Terror Noturno

Olá mamães!! Eu estive com uma mãe e ela me contou que o filho dela está passando por crises de terror noturno. Já ouviram falar?! Eu conversei com uma psicóloga para saber direito o que é, como acontece, o que fazer, etc.. Vamos lá!

Terror noturno é um distúrbio do sono caracterizado por episódios de pânico. É mais comum em crianças entre os 2 e os 5 anos de idade, ocorrendo principalmente em meninos. Durante a crise a criança pode se debater, gritar, chorar, se levantar. Além disso, parece confusa e desorientada. O diagnóstico baseia-se na identificação desses sintomas e na exclusão de patologias orgânicas. A causa é desconhecida, mas pode ser desencadeada por estresse, privação de sono e fadiga.

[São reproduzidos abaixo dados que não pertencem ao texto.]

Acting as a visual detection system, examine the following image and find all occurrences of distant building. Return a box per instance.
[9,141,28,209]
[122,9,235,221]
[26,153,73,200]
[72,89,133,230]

Durante uma noite típica, o sono ocorre em várias fases. Cada uma está associada a uma atividade específica do cérebro, e é durante a fase de movimento rápido dos olhos (REM) que os sonhos ocorrem. Os pesadelos acontecem durante a fase REM. O terror noturno acontece numa fase do sono em que o indivíduo dorme profundamente, e não está sonhando. O distúrbio se diferencia do pesadelo principalmente pela fase do sono em que acontece.Ao contrário de pesadelos, que a criança muitas vezes se lembra, depois de uma noite de terror noturno ela não terá qualquer lembrança porque estava em sono profundo quando isso aconteceu.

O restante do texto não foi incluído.